Но до самого того дня, когда она случайно встретила его на церковном дворе, она не осознавала, что он работает сверх своих сил. Они уже собирались идти домой. Она держала его под руку и чуть ли не тянула его силком. И вдруг этот огромный красный бутон рододендрона выпал у него из петлицы и упал на могилу Лесли.
— Ох, смотри! — сказала она. — Твой цветок! Она хотела было наклониться и поднять красный бутон, но муж удержал ее.
— Пусть лежит, — торопливо сказал он. — В конце концов, она была нашим другом.
Джоанна тут же согласилась, что, действительно, это прекрасная мысль и что завтра же она придет сюда и принесет огромный букет желтых хризантем.
Она помнила, что ее слегка напугала странная улыбка, которой одарил ее Родни, услышав такие слова.
Да, она явственно чувствовала, что с Родни в тот вечер происходило что-то необыкновенное. Разумеется, она еще не поняла окончательно, что Родни находится на грани нервного срыва, но она знала, что с ним происходит что-то особенное…
Всю дорогу до самого дома она донимала его разными вопросами, но он оставался немногословен.
— Я устал, Джоанна… Я очень устал, — вновь и вновь повторял он и морщился, словно от боли.
Только однажды, когда они уже подходили к самому дому, он едва слышно произнес:
— Не каждому дано быть мужественным…
С того самого дня прошло не более недели, и вот Родни однажды утром не смог встать из постели.
— Я не могу сегодня встать, — проговорил он слабым, полусонным голосом.
Он так и остался лежать в постели, больше не произнеся ни слова, ни на кого не глядя. Он лежал и чему-то неопределенно улыбался.

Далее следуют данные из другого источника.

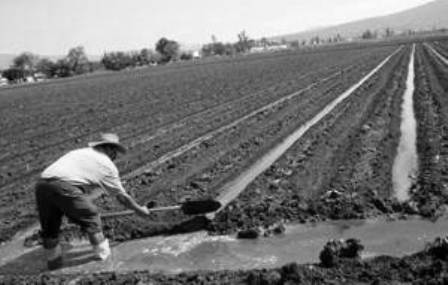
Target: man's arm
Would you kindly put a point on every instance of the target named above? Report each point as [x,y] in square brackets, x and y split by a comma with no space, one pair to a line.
[126,200]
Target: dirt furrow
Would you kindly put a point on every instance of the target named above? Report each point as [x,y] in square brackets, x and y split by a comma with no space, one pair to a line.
[294,188]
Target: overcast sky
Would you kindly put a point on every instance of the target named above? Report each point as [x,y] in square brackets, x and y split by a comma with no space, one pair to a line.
[51,27]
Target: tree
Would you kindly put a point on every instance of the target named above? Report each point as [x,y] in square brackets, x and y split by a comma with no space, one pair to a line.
[389,32]
[368,34]
[14,74]
[168,49]
[26,61]
[244,43]
[146,56]
[62,68]
[46,66]
[117,60]
[77,60]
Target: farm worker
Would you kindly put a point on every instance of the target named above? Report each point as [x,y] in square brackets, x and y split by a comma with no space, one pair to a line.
[63,189]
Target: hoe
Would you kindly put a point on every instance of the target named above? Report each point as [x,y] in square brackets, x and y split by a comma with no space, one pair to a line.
[198,207]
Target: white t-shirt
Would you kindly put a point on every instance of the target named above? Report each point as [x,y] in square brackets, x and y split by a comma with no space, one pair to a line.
[86,167]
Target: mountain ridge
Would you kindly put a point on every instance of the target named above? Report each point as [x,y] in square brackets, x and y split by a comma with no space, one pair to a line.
[424,17]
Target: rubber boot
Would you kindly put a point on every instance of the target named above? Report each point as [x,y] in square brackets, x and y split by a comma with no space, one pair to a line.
[100,246]
[101,251]
[54,257]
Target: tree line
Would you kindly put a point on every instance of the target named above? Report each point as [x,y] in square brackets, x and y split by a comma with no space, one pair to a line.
[76,62]
[30,66]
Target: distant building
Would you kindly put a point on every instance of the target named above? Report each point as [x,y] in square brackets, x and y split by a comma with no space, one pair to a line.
[196,54]
[39,76]
[3,81]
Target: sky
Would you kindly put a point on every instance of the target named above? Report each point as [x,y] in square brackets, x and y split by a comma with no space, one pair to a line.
[52,27]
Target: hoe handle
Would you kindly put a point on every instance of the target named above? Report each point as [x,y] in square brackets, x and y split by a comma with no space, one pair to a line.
[130,212]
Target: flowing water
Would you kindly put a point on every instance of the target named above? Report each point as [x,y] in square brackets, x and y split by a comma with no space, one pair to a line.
[405,165]
[232,189]
[199,251]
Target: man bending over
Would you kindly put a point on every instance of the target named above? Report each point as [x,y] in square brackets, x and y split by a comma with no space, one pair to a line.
[64,187]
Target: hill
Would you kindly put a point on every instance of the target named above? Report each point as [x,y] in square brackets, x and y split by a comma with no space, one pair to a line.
[424,17]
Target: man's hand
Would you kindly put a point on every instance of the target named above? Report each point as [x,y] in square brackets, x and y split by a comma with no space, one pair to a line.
[130,203]
[143,212]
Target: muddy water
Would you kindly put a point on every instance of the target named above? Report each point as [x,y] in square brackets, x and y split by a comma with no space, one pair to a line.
[441,57]
[198,251]
[232,189]
[405,165]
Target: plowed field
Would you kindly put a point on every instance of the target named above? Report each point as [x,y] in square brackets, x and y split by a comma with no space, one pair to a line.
[194,128]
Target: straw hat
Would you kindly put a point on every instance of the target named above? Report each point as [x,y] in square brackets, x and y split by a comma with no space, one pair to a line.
[109,139]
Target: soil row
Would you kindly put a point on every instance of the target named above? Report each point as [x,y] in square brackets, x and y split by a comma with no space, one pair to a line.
[17,199]
[431,105]
[200,171]
[339,169]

Потом вокруг него толпились доктора, суетились медсестры, и в конце концов его направили на продолжительное лечение в санаторий «Тревелиан». Режим в санатории оказался строжайший: ни писем, ни телеграмм, ни даже посетителей. Джоанне не позволили прийти проведать мужа. Не пустили даже ее, собственную его жену!
Это были грустные, смутные, запутанные времена. И с детьми тоже стало очень трудно. Они не помогали ей ни в чем. Они вели себя с нею так, словно она, Джоанна, была виновна в болезни их отца.
— Ты позволяла ему работать, работать и работать в его офисе! Мама, ты сама прекрасно знаешь, что в последние годы отец очень тяжело работал.
— Конечно, я знаю об этом, мои дорогие, — растерянно отвечала она, совершенно подавленная прямым обвинением, исходящим из уст ее собственных детей. — Но что я могла поделать?
— Ты должна была оторвать его от работы, причем еще много лет назад! Разве ты не знаешь, как он ненавидит конторскую работу? Ты вообще знаешь хоть что-нибудь о нашем отце?
— Да, Тони, и очень много. Я знаю все о вашем отце, даже больше, чем ты думаешь.
— Порой мне кажется, что это далеко не так. Иногда я думаю, что ты вообще ничего не знаешь и знать не хочешь о ком бы то ни было.
— Прекрати сейчас же, Тони!
— Заткнись, Тони! — вмешалась Эверил. — Что толку в твоих обвинениях?
Джоанна знала: Эверил всегда была такая — сухая, бесчувственная, подчеркнуто циничная, с отчужденным выражением, таким странным для ее возраста. У Эверил, иногда думала в отчаянии Джоанна, совсем нет сердца. Она терпеть не могла неясностей, чуждалась родительской ласки и оставалась совершенно равнодушной к любым увещаниям, апеллирующим к ее совести.